The reason the number keeps moving is structural. The advance estimate is published roughly a month after the quarter ends and relies heavily on incomplete source data and BEA assumptions. As Census Bureau inventory and trade data come in over the following months, BEA updates the calculation. In this case, a wholesale trade inventory drawdown identified through updated Census data drove the entire revision sequence. Businesses were drawing down existing stock rather than ordering new goods, which is a supply chain behavior signal, not a demand collapse. That distinction matters. Demand collapse threatens project pipelines while inventory correction does not. Consumer spending and fixed investment were comparatively stable throughout.
So
is 0.5% the real number?
It
is the official number, but it is not the most accurate characterization of
where the economy stood in Q4. BEA publishes a parallel measure called Gross
Domestic Income (GDI) alongside the third GDP estimate. Where GDP counts what
is spent on final output, GDI counts what is earned producing it: wages,
corporate profits, proprietors' income, rental income, and net interest.
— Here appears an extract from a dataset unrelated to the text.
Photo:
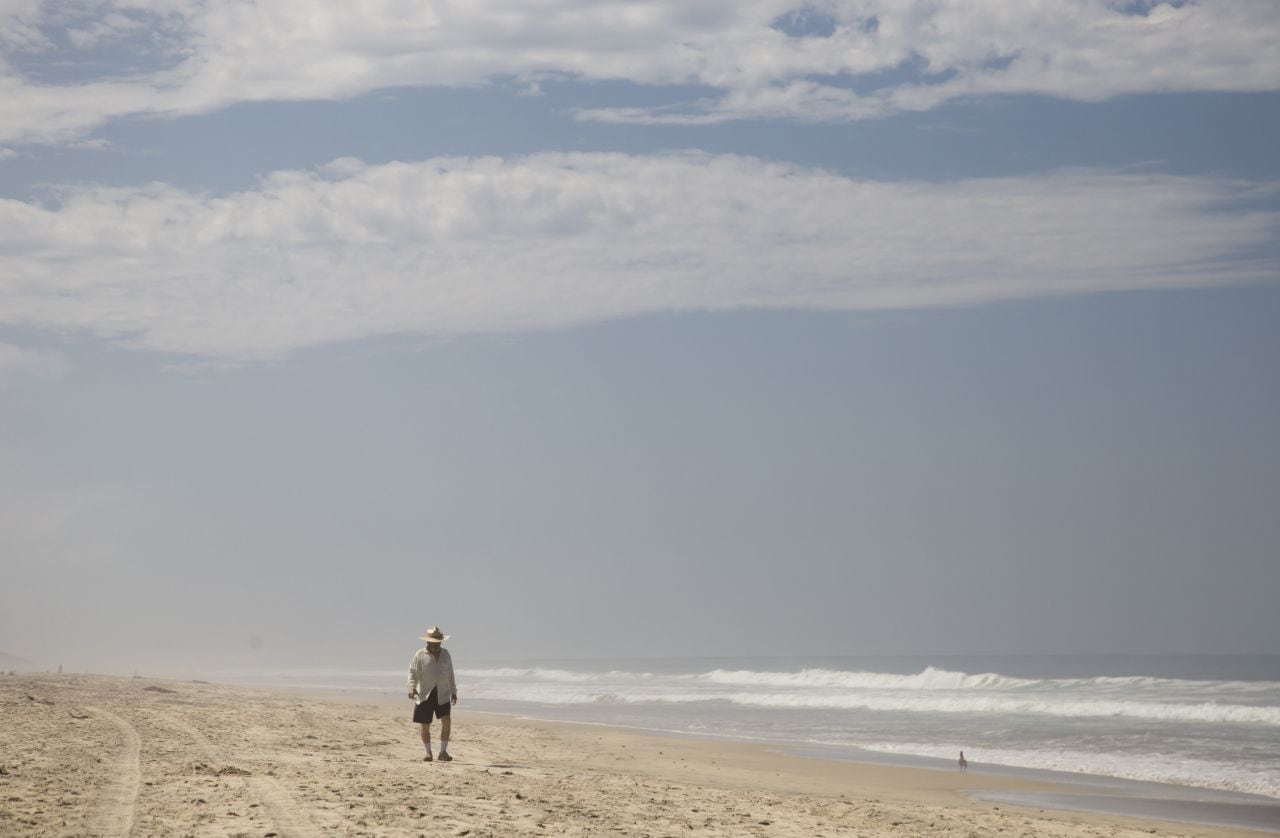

In
theory they should be identical. In practice they differ because they draw on
entirely independent data sources.
GDI grew at 2.6% annualized in Q4 against GDP's 0.5%. BEA's own recommended supplemental measure is the average of the two, which came in at 1.5%. That is three times the headline. The statistical discrepancy between the two measures also narrowed in Q4, meaning the income and expenditure sides of the economy converged rather than diverged. Add back the approximately 1.0 percentage point that BEA estimates the federal government shutdown subtracted from Q4 output, and the underlying picture is considerably less alarming than 0.5% suggests. The economy entered 2026 on more stable footing than the headline implies.
What did CPI show?
Headline
CPI rose 0.9% month over month in March and 3.3% year over year. That is the
highest annual reading since May 2024, and it came in above consensus
expectations. Energy was the primary driver. The energy index rose 10.9% in
March, led by a 21.2% surge in gasoline, which accounted for nearly
three-quarters of the entire monthly all-items increase. The conflict in Iran
is the proximate cause of that spike.
The number that matters more for the medium-term outlook is core CPI, which excludes food and energy. Core rose just 0.2% month over month, matching expectations. Tariff pass-through into consumer goods prices is still relatively contained in the core reading. That will not last indefinitely.
What does the combination mean for the Fed?
The
Fed is effectively paralyzed by these two releases together. A 3.3% headline
inflation print makes it nearly impossible to cut rates. A 0.5% GDP headline
makes it politically and economically difficult to raise them. The April 29
FOMC meeting will almost certainly result in no action, and the data released
this week gives the Fed every reason to stay on hold well into the summer.
For construction owners, that means elevated borrowing costs are not going away on any near-term timeline.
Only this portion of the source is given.